4

Say you have a list of numbers, [1,2,3,5,6,7,8,9,11,12,15,16,17]

and you want a function that takes that as an input and returns something like

[[1,3],[5,9],[11,12],[15,17]] or alternatively maybe [(1,3), (5,9), (11,12), (15,17)]

how would this be done? all of the solutions i've found online are very very long and quite convoluted, when this seems like such an easy problem for a functional language like haskell

ar1a
  • 374
  • 3
  • 10
  • 1
    Can you provide one such very very long and quite convoluted solution? Perhaps then we can focus on shortening it or look at where the standard library or another solution strategy may help in shortening the solution. – sshine Dec 01 '19 at 05:19
  • https://www.rosettacode.org/wiki/Range_extraction#Haskell – ar1a Dec 01 '19 at 05:20
  • Is your actual goal to solve that Rosetta Code problem? – dfeuer Dec 02 '19 at 04:13

3 Answers3

4

So we have a list of numbers,

xs = [1,2,3,5,6,7,8,9,11,12,14,16,17]     -- 14 sic!

We turn it into a list of segments,

ys = [[x,x+1] | x <- xs]
  -- [[1,2], [2,3], [3,4], [5,6], ..., [11,12], [12,13], [14,15], [16,17], [17,18] ]

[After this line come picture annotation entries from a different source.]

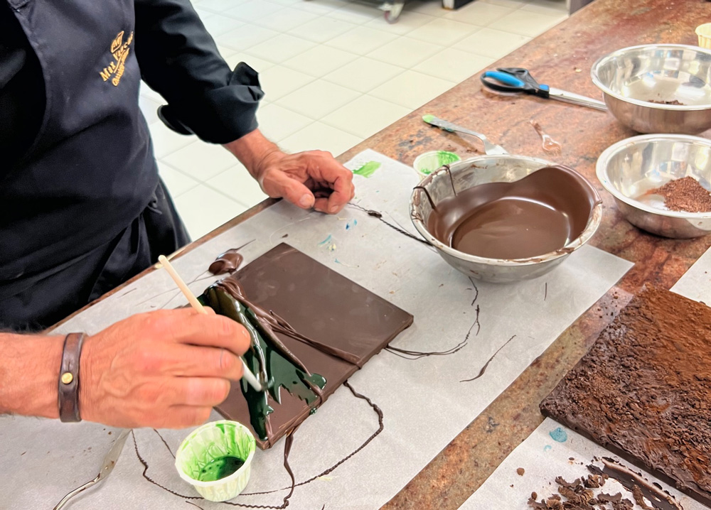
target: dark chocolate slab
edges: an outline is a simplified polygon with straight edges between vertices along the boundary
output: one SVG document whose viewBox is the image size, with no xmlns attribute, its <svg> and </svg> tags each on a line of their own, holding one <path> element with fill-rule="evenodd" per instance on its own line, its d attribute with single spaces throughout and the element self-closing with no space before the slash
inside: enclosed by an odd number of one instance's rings
<svg viewBox="0 0 711 510">
<path fill-rule="evenodd" d="M 288 244 L 279 244 L 228 278 L 241 283 L 250 302 L 279 315 L 300 334 L 357 357 L 357 363 L 349 363 L 277 333 L 310 371 L 326 378 L 318 405 L 412 324 L 413 318 L 407 312 Z M 262 448 L 270 447 L 298 426 L 310 411 L 304 401 L 284 390 L 281 404 L 271 397 L 269 403 L 274 409 L 269 416 L 272 435 L 268 441 L 257 437 Z M 238 384 L 232 385 L 227 400 L 217 409 L 251 428 Z"/>
<path fill-rule="evenodd" d="M 645 288 L 540 408 L 711 506 L 711 309 Z"/>
</svg>

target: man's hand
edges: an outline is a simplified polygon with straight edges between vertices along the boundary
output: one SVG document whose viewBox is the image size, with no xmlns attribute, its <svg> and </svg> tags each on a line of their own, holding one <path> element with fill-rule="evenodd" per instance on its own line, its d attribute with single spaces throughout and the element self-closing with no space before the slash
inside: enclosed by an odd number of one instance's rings
<svg viewBox="0 0 711 510">
<path fill-rule="evenodd" d="M 191 309 L 134 315 L 84 341 L 82 419 L 115 427 L 183 428 L 207 421 L 242 377 L 247 330 Z"/>
<path fill-rule="evenodd" d="M 334 214 L 356 194 L 353 173 L 328 152 L 285 154 L 258 130 L 225 146 L 272 198 L 283 197 L 302 209 Z"/>
</svg>

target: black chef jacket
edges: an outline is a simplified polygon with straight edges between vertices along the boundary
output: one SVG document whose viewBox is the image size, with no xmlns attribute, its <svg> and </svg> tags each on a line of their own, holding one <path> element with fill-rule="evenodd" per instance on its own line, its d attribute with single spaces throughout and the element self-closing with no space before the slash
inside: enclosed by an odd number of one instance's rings
<svg viewBox="0 0 711 510">
<path fill-rule="evenodd" d="M 0 0 L 0 327 L 28 325 L 8 310 L 31 317 L 36 288 L 52 289 L 44 308 L 63 301 L 61 314 L 85 304 L 104 266 L 121 265 L 117 246 L 151 241 L 146 213 L 176 216 L 139 109 L 141 78 L 176 131 L 223 143 L 257 127 L 257 73 L 229 68 L 189 0 Z M 143 268 L 129 265 L 114 272 Z M 77 279 L 86 295 L 67 309 Z M 50 315 L 31 322 L 61 317 Z"/>
</svg>

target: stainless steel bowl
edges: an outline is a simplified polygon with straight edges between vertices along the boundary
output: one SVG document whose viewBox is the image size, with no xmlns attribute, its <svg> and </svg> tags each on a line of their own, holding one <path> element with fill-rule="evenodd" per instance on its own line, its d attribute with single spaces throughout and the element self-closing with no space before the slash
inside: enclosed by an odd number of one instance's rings
<svg viewBox="0 0 711 510">
<path fill-rule="evenodd" d="M 711 140 L 678 134 L 633 136 L 605 149 L 597 160 L 597 172 L 603 187 L 633 225 L 678 239 L 711 232 L 711 212 L 670 211 L 661 197 L 645 195 L 673 179 L 688 175 L 711 189 Z"/>
<path fill-rule="evenodd" d="M 449 170 L 440 168 L 426 177 L 419 186 L 429 192 L 437 204 L 452 196 L 454 189 L 461 191 L 486 183 L 513 183 L 540 168 L 553 165 L 555 163 L 550 161 L 524 156 L 481 156 L 452 163 Z M 592 185 L 589 185 L 597 197 L 594 188 Z M 427 229 L 432 212 L 432 206 L 424 192 L 415 188 L 410 205 L 412 223 L 422 237 L 437 249 L 442 259 L 467 276 L 484 281 L 508 283 L 538 278 L 547 273 L 572 251 L 587 242 L 600 225 L 602 205 L 602 201 L 598 200 L 585 229 L 563 248 L 545 255 L 515 260 L 469 255 L 442 243 Z"/>
<path fill-rule="evenodd" d="M 632 46 L 599 59 L 591 75 L 612 114 L 636 131 L 697 134 L 711 128 L 711 50 Z"/>
</svg>

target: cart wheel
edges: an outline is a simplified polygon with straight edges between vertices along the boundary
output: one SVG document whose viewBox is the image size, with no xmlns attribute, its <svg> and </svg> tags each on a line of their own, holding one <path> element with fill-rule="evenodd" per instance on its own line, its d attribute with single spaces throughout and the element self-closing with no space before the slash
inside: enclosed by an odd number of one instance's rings
<svg viewBox="0 0 711 510">
<path fill-rule="evenodd" d="M 402 13 L 402 8 L 404 6 L 404 3 L 393 4 L 390 8 L 385 12 L 385 21 L 390 24 L 397 23 L 397 20 L 400 19 L 400 15 Z"/>
</svg>

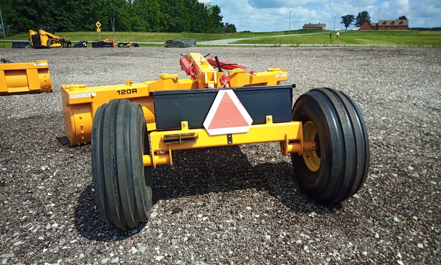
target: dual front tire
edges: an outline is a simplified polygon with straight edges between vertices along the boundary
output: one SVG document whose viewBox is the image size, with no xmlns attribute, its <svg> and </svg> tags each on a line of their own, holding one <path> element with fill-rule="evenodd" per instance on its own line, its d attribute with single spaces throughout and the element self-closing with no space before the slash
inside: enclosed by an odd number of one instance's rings
<svg viewBox="0 0 441 265">
<path fill-rule="evenodd" d="M 302 122 L 303 140 L 316 142 L 315 151 L 291 154 L 302 190 L 325 204 L 343 201 L 358 191 L 367 175 L 369 142 L 354 101 L 331 88 L 313 89 L 297 100 L 292 119 Z"/>
<path fill-rule="evenodd" d="M 114 99 L 100 106 L 92 125 L 92 170 L 97 204 L 103 220 L 121 228 L 133 227 L 150 216 L 152 167 L 141 106 Z"/>
</svg>

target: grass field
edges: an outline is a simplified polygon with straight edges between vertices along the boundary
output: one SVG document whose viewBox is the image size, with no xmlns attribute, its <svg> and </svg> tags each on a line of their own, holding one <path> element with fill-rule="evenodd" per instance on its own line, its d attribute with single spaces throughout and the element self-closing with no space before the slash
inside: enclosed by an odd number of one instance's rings
<svg viewBox="0 0 441 265">
<path fill-rule="evenodd" d="M 336 33 L 332 43 L 336 43 Z M 282 43 L 329 44 L 329 34 L 288 36 L 242 40 L 234 43 Z M 339 44 L 388 44 L 408 46 L 441 46 L 441 31 L 414 30 L 344 30 L 340 32 Z"/>
<path fill-rule="evenodd" d="M 291 30 L 291 34 L 304 34 L 314 33 L 321 33 L 323 31 L 310 30 Z M 329 31 L 332 34 L 332 43 L 336 44 L 336 33 Z M 288 34 L 287 31 L 273 32 L 243 32 L 225 34 L 206 33 L 173 33 L 156 32 L 103 32 L 100 39 L 111 38 L 117 41 L 134 42 L 164 42 L 168 39 L 178 38 L 195 38 L 198 42 L 211 41 L 228 38 L 258 38 L 242 40 L 233 42 L 236 44 L 329 44 L 329 34 L 309 35 L 271 37 Z M 73 41 L 98 40 L 96 32 L 64 32 L 58 34 L 61 38 Z M 13 36 L 4 39 L 27 40 L 29 34 L 22 34 Z M 340 32 L 339 44 L 370 45 L 385 44 L 403 45 L 406 46 L 441 46 L 441 31 L 414 30 L 343 30 Z M 0 42 L 0 48 L 11 48 L 10 42 Z M 141 46 L 152 46 L 152 45 L 140 44 Z M 153 45 L 156 46 L 157 45 Z"/>
<path fill-rule="evenodd" d="M 310 33 L 305 30 L 291 30 L 292 34 Z M 194 38 L 199 42 L 213 41 L 227 38 L 252 38 L 265 36 L 275 36 L 288 34 L 288 31 L 272 32 L 236 32 L 223 34 L 209 33 L 175 33 L 166 32 L 125 32 L 109 31 L 101 32 L 98 38 L 98 33 L 93 32 L 56 33 L 60 38 L 65 38 L 73 41 L 95 41 L 106 38 L 113 39 L 117 41 L 165 42 L 169 39 Z M 27 40 L 29 33 L 23 33 L 9 37 L 3 39 Z"/>
</svg>

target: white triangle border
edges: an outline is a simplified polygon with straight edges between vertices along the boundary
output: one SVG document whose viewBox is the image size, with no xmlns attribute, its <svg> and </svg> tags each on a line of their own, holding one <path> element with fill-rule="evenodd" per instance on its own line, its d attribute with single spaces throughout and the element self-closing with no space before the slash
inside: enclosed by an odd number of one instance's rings
<svg viewBox="0 0 441 265">
<path fill-rule="evenodd" d="M 227 128 L 207 129 L 209 127 L 210 124 L 211 123 L 213 117 L 214 117 L 214 114 L 216 114 L 216 111 L 217 110 L 217 108 L 220 105 L 222 99 L 226 93 L 230 96 L 230 98 L 231 98 L 233 103 L 234 103 L 236 107 L 237 108 L 239 112 L 242 114 L 242 116 L 245 119 L 247 123 L 248 123 L 248 125 L 229 127 Z M 250 129 L 250 126 L 251 126 L 252 123 L 253 119 L 251 118 L 250 114 L 247 111 L 247 110 L 245 110 L 245 108 L 243 107 L 243 105 L 241 103 L 240 101 L 239 100 L 239 99 L 237 98 L 237 96 L 235 94 L 234 91 L 232 89 L 224 89 L 219 90 L 219 92 L 217 92 L 217 95 L 216 95 L 214 101 L 213 102 L 213 104 L 211 105 L 210 110 L 208 112 L 208 114 L 207 114 L 207 117 L 205 118 L 203 125 L 204 128 L 207 130 L 207 132 L 209 135 L 219 135 L 220 134 L 228 134 L 229 133 L 247 132 Z"/>
</svg>

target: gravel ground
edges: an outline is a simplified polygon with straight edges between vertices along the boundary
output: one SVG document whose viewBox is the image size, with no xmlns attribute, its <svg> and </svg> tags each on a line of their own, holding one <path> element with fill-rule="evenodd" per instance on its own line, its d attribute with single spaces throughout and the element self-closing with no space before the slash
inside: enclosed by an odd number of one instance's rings
<svg viewBox="0 0 441 265">
<path fill-rule="evenodd" d="M 338 205 L 301 192 L 278 144 L 176 151 L 153 171 L 152 218 L 105 224 L 90 145 L 65 136 L 61 83 L 107 85 L 183 74 L 179 53 L 286 68 L 294 99 L 318 87 L 352 97 L 370 133 L 364 186 Z M 2 264 L 295 264 L 441 262 L 441 49 L 161 48 L 1 49 L 47 59 L 54 92 L 0 97 Z"/>
</svg>

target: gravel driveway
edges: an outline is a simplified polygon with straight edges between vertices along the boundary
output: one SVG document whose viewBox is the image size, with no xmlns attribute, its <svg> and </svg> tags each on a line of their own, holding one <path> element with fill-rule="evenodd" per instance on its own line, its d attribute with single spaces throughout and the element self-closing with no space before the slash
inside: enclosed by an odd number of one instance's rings
<svg viewBox="0 0 441 265">
<path fill-rule="evenodd" d="M 369 132 L 363 187 L 323 206 L 302 193 L 278 143 L 176 151 L 153 171 L 151 219 L 105 224 L 90 145 L 65 136 L 60 85 L 179 73 L 179 53 L 264 71 L 281 67 L 295 100 L 315 87 L 351 95 Z M 439 264 L 441 49 L 1 49 L 49 60 L 54 92 L 0 97 L 0 262 L 44 264 Z"/>
</svg>

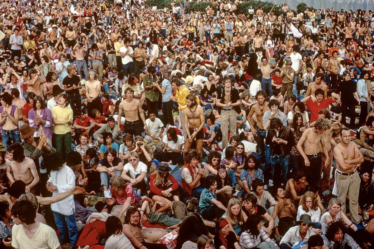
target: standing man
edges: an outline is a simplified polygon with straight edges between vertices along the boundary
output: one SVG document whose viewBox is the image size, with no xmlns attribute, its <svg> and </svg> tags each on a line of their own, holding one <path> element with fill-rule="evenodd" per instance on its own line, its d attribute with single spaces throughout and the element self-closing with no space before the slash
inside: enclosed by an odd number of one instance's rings
<svg viewBox="0 0 374 249">
<path fill-rule="evenodd" d="M 54 164 L 46 187 L 48 190 L 52 193 L 52 196 L 55 196 L 68 191 L 75 186 L 75 175 L 70 167 L 63 164 L 58 156 L 52 155 L 49 159 Z M 78 237 L 78 228 L 74 217 L 75 206 L 74 197 L 74 194 L 70 194 L 50 205 L 55 222 L 58 229 L 60 243 L 64 244 L 70 240 L 73 248 L 75 247 Z"/>
<path fill-rule="evenodd" d="M 251 126 L 251 131 L 253 136 L 257 137 L 257 152 L 261 157 L 261 166 L 263 168 L 265 165 L 265 140 L 266 135 L 266 131 L 264 129 L 264 124 L 262 118 L 265 112 L 269 111 L 269 103 L 266 102 L 266 94 L 263 91 L 259 91 L 256 94 L 255 99 L 257 103 L 252 106 L 249 113 L 248 114 L 247 120 Z M 253 115 L 255 114 L 255 117 L 257 120 L 256 124 L 253 124 L 252 119 Z"/>
<path fill-rule="evenodd" d="M 143 110 L 141 109 L 140 102 L 132 97 L 134 90 L 131 87 L 128 87 L 125 90 L 126 99 L 119 104 L 118 110 L 118 120 L 117 121 L 117 133 L 121 134 L 121 117 L 122 111 L 123 111 L 126 121 L 125 122 L 125 133 L 131 135 L 141 136 L 144 129 L 148 130 L 148 127 L 145 124 Z M 141 119 L 139 119 L 139 116 Z M 143 124 L 142 125 L 142 122 Z M 143 128 L 144 127 L 144 128 Z"/>
<path fill-rule="evenodd" d="M 63 94 L 58 99 L 58 105 L 52 108 L 53 126 L 52 143 L 63 161 L 67 158 L 71 150 L 71 127 L 73 125 L 73 110 L 67 107 L 70 97 Z"/>
<path fill-rule="evenodd" d="M 229 122 L 230 136 L 236 135 L 236 113 L 240 113 L 240 111 L 239 105 L 241 100 L 239 92 L 232 85 L 231 79 L 225 78 L 224 80 L 224 87 L 220 88 L 217 92 L 217 105 L 219 111 L 221 111 L 222 146 L 224 148 L 227 146 Z M 203 122 L 205 122 L 205 119 Z"/>
<path fill-rule="evenodd" d="M 193 140 L 196 140 L 196 149 L 202 157 L 202 149 L 203 147 L 203 140 L 204 138 L 203 127 L 205 123 L 205 117 L 204 110 L 198 106 L 196 102 L 196 96 L 190 94 L 186 97 L 187 108 L 184 113 L 183 122 L 187 130 L 188 139 L 186 139 L 183 151 L 183 160 L 184 165 L 188 163 L 188 153 Z M 236 122 L 236 119 L 235 120 Z M 187 127 L 188 128 L 187 129 Z M 236 129 L 236 126 L 235 126 Z M 226 137 L 227 133 L 226 133 Z M 227 138 L 226 138 L 226 140 Z M 226 143 L 227 142 L 226 141 Z"/>
<path fill-rule="evenodd" d="M 70 105 L 74 116 L 78 115 L 78 111 L 80 109 L 82 105 L 79 90 L 82 88 L 80 79 L 75 75 L 77 72 L 75 66 L 70 64 L 66 67 L 67 76 L 64 79 L 62 84 L 66 93 L 70 98 Z"/>
<path fill-rule="evenodd" d="M 280 183 L 285 185 L 288 172 L 289 152 L 292 147 L 295 145 L 295 139 L 291 129 L 285 127 L 279 118 L 272 118 L 270 130 L 266 137 L 266 144 L 270 146 L 270 162 L 273 168 L 273 183 L 276 186 L 280 186 Z M 283 180 L 279 177 L 281 175 Z"/>
<path fill-rule="evenodd" d="M 262 56 L 261 59 L 262 63 L 260 62 L 260 58 L 262 55 L 262 52 L 260 52 L 260 56 L 257 58 L 257 64 L 261 69 L 262 73 L 262 80 L 261 80 L 261 88 L 262 90 L 266 92 L 266 90 L 269 92 L 269 96 L 273 96 L 273 87 L 272 87 L 272 79 L 270 75 L 273 69 L 270 68 L 270 64 L 267 62 L 267 58 L 265 56 Z"/>
<path fill-rule="evenodd" d="M 131 41 L 128 38 L 125 39 L 124 45 L 120 49 L 122 64 L 125 76 L 128 77 L 134 71 L 134 50 L 130 46 Z"/>
<path fill-rule="evenodd" d="M 26 184 L 26 193 L 36 194 L 39 175 L 34 161 L 25 156 L 23 147 L 18 143 L 9 145 L 7 152 L 6 175 L 10 183 L 21 180 Z"/>
<path fill-rule="evenodd" d="M 316 187 L 321 180 L 322 158 L 319 146 L 322 147 L 326 159 L 324 167 L 330 163 L 330 158 L 325 143 L 325 133 L 331 128 L 331 124 L 326 119 L 317 119 L 314 127 L 304 131 L 297 143 L 297 148 L 304 158 L 305 165 L 301 167 L 306 175 L 307 181 L 311 185 Z M 303 146 L 304 149 L 303 149 Z"/>
<path fill-rule="evenodd" d="M 88 72 L 88 81 L 86 82 L 86 96 L 88 102 L 87 103 L 87 112 L 91 118 L 94 118 L 95 115 L 92 113 L 94 109 L 97 109 L 102 112 L 102 104 L 100 99 L 100 91 L 101 90 L 101 84 L 97 80 L 96 72 L 90 70 Z"/>
<path fill-rule="evenodd" d="M 10 46 L 10 51 L 12 52 L 12 59 L 14 60 L 14 57 L 18 56 L 21 57 L 21 50 L 23 46 L 23 38 L 18 33 L 19 29 L 17 28 L 14 29 L 14 34 L 10 35 L 10 38 L 9 40 L 9 45 Z"/>
<path fill-rule="evenodd" d="M 332 58 L 328 61 L 327 71 L 330 74 L 330 86 L 336 89 L 338 85 L 338 76 L 340 72 L 340 61 L 338 59 L 339 53 L 337 51 L 332 52 Z"/>
<path fill-rule="evenodd" d="M 359 223 L 361 220 L 358 215 L 361 180 L 357 168 L 358 165 L 364 162 L 364 157 L 357 146 L 351 141 L 352 135 L 349 129 L 343 128 L 340 131 L 340 135 L 341 142 L 335 146 L 333 152 L 337 169 L 332 194 L 338 196 L 341 203 L 341 211 L 345 213 L 347 193 L 351 219 Z"/>
</svg>

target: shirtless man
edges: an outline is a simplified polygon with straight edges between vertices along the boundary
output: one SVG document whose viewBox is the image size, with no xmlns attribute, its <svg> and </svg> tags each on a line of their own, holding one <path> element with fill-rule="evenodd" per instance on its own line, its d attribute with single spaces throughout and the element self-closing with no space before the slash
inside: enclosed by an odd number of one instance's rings
<svg viewBox="0 0 374 249">
<path fill-rule="evenodd" d="M 25 124 L 23 121 L 23 116 L 22 115 L 22 109 L 24 106 L 26 104 L 26 101 L 19 98 L 19 91 L 16 88 L 12 88 L 10 89 L 10 95 L 13 97 L 13 102 L 12 103 L 16 106 L 18 109 L 18 127 Z"/>
<path fill-rule="evenodd" d="M 74 53 L 72 53 L 73 57 L 75 57 L 77 60 L 77 69 L 78 69 L 78 74 L 82 75 L 81 71 L 83 69 L 85 73 L 85 79 L 86 81 L 88 76 L 88 69 L 87 69 L 87 64 L 85 60 L 83 53 L 85 52 L 87 52 L 88 50 L 87 44 L 85 43 L 83 45 L 81 41 L 78 41 L 73 48 Z"/>
<path fill-rule="evenodd" d="M 86 96 L 88 101 L 87 103 L 87 113 L 90 118 L 95 118 L 92 113 L 94 109 L 102 110 L 102 104 L 100 99 L 100 91 L 101 89 L 101 84 L 97 80 L 96 72 L 91 70 L 88 72 L 89 80 L 86 82 Z"/>
<path fill-rule="evenodd" d="M 273 87 L 272 87 L 272 78 L 270 75 L 273 69 L 270 68 L 270 63 L 267 61 L 267 58 L 264 55 L 261 59 L 262 63 L 260 62 L 260 58 L 262 55 L 262 51 L 260 52 L 260 56 L 257 58 L 257 64 L 260 66 L 262 73 L 262 80 L 261 81 L 261 88 L 263 91 L 266 92 L 267 90 L 269 96 L 273 96 Z"/>
<path fill-rule="evenodd" d="M 205 123 L 205 118 L 204 115 L 204 110 L 200 108 L 196 103 L 196 96 L 194 94 L 187 95 L 186 97 L 186 104 L 187 108 L 183 115 L 183 122 L 186 128 L 187 139 L 184 144 L 183 151 L 183 161 L 184 165 L 189 162 L 188 153 L 193 140 L 196 141 L 196 149 L 197 153 L 202 156 L 202 149 L 203 147 L 203 140 L 204 138 L 204 132 L 203 127 Z M 187 129 L 187 128 L 188 127 Z"/>
<path fill-rule="evenodd" d="M 318 72 L 316 74 L 316 81 L 311 82 L 308 86 L 308 89 L 306 90 L 305 97 L 308 97 L 312 95 L 315 97 L 314 92 L 318 89 L 321 89 L 324 90 L 325 94 L 324 97 L 327 98 L 327 89 L 328 87 L 324 82 L 325 79 L 325 75 L 321 73 Z"/>
<path fill-rule="evenodd" d="M 27 85 L 27 90 L 29 93 L 33 92 L 37 95 L 41 96 L 42 99 L 44 99 L 43 96 L 42 88 L 40 84 L 45 83 L 47 80 L 44 75 L 40 73 L 40 71 L 37 66 L 36 66 L 34 68 L 31 68 L 28 71 L 30 80 L 25 82 L 25 84 Z M 40 76 L 40 79 L 39 79 Z"/>
<path fill-rule="evenodd" d="M 131 207 L 127 210 L 124 223 L 122 232 L 135 248 L 141 247 L 142 249 L 166 248 L 166 246 L 162 244 L 145 242 L 144 234 L 140 228 L 140 212 L 135 208 Z"/>
<path fill-rule="evenodd" d="M 21 180 L 26 184 L 26 193 L 36 194 L 39 176 L 34 161 L 25 157 L 23 148 L 19 143 L 14 143 L 9 145 L 7 152 L 6 175 L 11 184 Z"/>
<path fill-rule="evenodd" d="M 338 76 L 340 72 L 340 61 L 338 59 L 339 53 L 337 51 L 332 52 L 332 58 L 328 61 L 327 71 L 330 74 L 330 84 L 332 88 L 336 88 L 338 85 Z"/>
<path fill-rule="evenodd" d="M 305 171 L 308 182 L 312 186 L 317 186 L 321 178 L 321 174 L 318 173 L 321 172 L 322 165 L 320 144 L 326 158 L 324 166 L 327 167 L 330 164 L 329 157 L 325 145 L 326 138 L 325 133 L 331 128 L 331 124 L 327 119 L 317 119 L 314 127 L 306 130 L 297 143 L 297 150 L 304 159 L 305 165 L 302 169 Z"/>
<path fill-rule="evenodd" d="M 305 55 L 313 59 L 313 53 L 312 51 L 312 46 L 313 45 L 313 40 L 312 40 L 310 35 L 306 36 L 306 39 L 304 40 L 304 45 L 305 46 Z"/>
<path fill-rule="evenodd" d="M 359 222 L 361 220 L 358 215 L 361 179 L 356 168 L 358 165 L 364 162 L 364 157 L 357 146 L 351 141 L 351 132 L 349 129 L 342 129 L 340 135 L 341 142 L 334 149 L 337 169 L 332 194 L 338 196 L 338 199 L 342 203 L 341 211 L 345 213 L 348 194 L 351 219 L 354 222 Z"/>
<path fill-rule="evenodd" d="M 282 187 L 274 188 L 272 193 L 279 205 L 278 214 L 279 222 L 275 228 L 275 233 L 280 237 L 293 226 L 294 217 L 297 214 L 297 209 L 291 199 L 286 197 L 284 189 Z"/>
<path fill-rule="evenodd" d="M 258 146 L 257 146 L 258 153 L 261 156 L 261 163 L 265 164 L 265 144 L 264 140 L 266 136 L 266 132 L 264 129 L 264 125 L 263 124 L 262 117 L 265 112 L 270 110 L 268 106 L 269 103 L 265 100 L 266 98 L 266 94 L 263 91 L 259 91 L 256 94 L 255 96 L 257 103 L 252 106 L 249 113 L 248 114 L 247 120 L 248 120 L 251 126 L 251 131 L 252 132 L 253 136 L 257 137 L 257 143 Z M 254 124 L 252 118 L 253 115 L 256 114 L 255 118 L 257 122 Z"/>
<path fill-rule="evenodd" d="M 148 130 L 148 127 L 145 124 L 145 119 L 141 109 L 140 101 L 133 97 L 134 90 L 131 87 L 128 87 L 125 89 L 125 94 L 126 96 L 126 99 L 119 104 L 118 110 L 117 132 L 119 134 L 121 134 L 121 117 L 123 110 L 126 119 L 124 124 L 125 133 L 129 133 L 135 136 L 141 136 L 142 133 L 144 129 Z M 140 116 L 141 121 L 139 119 L 138 113 Z M 142 121 L 143 125 L 142 125 Z"/>
</svg>

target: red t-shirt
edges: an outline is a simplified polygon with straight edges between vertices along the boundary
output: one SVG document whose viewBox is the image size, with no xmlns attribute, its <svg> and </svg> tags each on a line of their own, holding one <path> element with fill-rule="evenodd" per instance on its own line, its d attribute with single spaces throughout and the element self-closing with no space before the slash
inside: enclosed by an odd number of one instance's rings
<svg viewBox="0 0 374 249">
<path fill-rule="evenodd" d="M 24 107 L 22 109 L 22 116 L 24 117 L 28 116 L 28 112 L 30 110 L 33 109 L 33 106 L 30 106 L 28 103 L 26 103 L 24 105 Z M 28 123 L 26 123 L 28 124 Z"/>
<path fill-rule="evenodd" d="M 282 77 L 277 77 L 275 74 L 273 74 L 272 76 L 272 80 L 274 81 L 274 83 L 277 85 L 282 85 L 283 84 Z"/>
<path fill-rule="evenodd" d="M 110 99 L 108 100 L 106 103 L 104 103 L 104 101 L 101 100 L 101 103 L 102 104 L 102 113 L 104 114 L 110 114 L 110 111 L 109 111 L 109 106 L 113 105 L 113 102 Z"/>
<path fill-rule="evenodd" d="M 102 124 L 102 121 L 105 121 L 106 118 L 104 116 L 101 115 L 97 119 L 94 119 L 94 120 L 96 124 Z M 95 125 L 94 127 L 94 132 L 96 132 L 96 131 L 100 129 L 100 128 L 98 125 Z"/>
<path fill-rule="evenodd" d="M 81 126 L 83 126 L 83 127 L 88 127 L 90 126 L 90 120 L 91 120 L 91 118 L 89 117 L 86 117 L 85 118 L 85 119 L 82 122 L 79 119 L 79 118 L 77 118 L 75 119 L 75 120 L 74 121 L 74 123 L 76 123 L 78 125 L 80 125 Z M 83 132 L 85 131 L 84 129 L 81 129 L 80 131 L 82 132 Z"/>
<path fill-rule="evenodd" d="M 310 122 L 314 122 L 318 119 L 319 111 L 321 109 L 327 109 L 328 105 L 334 102 L 335 101 L 332 98 L 324 99 L 318 105 L 316 101 L 313 102 L 311 99 L 307 100 L 305 105 L 309 108 L 309 111 L 310 113 Z"/>
</svg>

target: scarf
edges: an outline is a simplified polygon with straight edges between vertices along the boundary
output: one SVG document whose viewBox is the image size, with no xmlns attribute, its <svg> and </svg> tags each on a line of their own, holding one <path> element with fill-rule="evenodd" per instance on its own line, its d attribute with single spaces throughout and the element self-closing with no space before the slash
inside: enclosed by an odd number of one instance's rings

we join the touching segments,

zs = foldr g [] ys
  -- [[1,4], [5,10], [11,13], [14,15], [16,18]]
  where
  g [a,b] []                  =  [[a,b]]
  g [a,b] r@([c,d]:t) | b==c  =  [a,d]:t
                 | otherwise  =  [a,b]:r

and we subtract 1 from each segment's ending value,

ws = [[a,b-1] | [a,b] <- zs]
  -- [[1,3], [5,9], [11,12], [14,14], [16,17]]

All in all we get

ranges :: (Num t, Eq t) => [t] -> [[t]]
ranges  =  map (\[a,b] -> [a,b-1]) . foldr g [] . map (\x -> [x,x+1]) 
  where
  g [a,b] []                  =  [[a,b]]
  g [a,b] r@([c,d]:t) | b==c  =  [a,d]:t
                 | otherwise  =  [a,b]:r

Simple and clear.

edit: or, to be properly lazy,

  where
  g [a,b] r = [a,x]:y
       where
       (x,y) = case r of ([c,d]:t) | b==c  -> (d,t)   -- delay forcing
                         _                 -> (b,r)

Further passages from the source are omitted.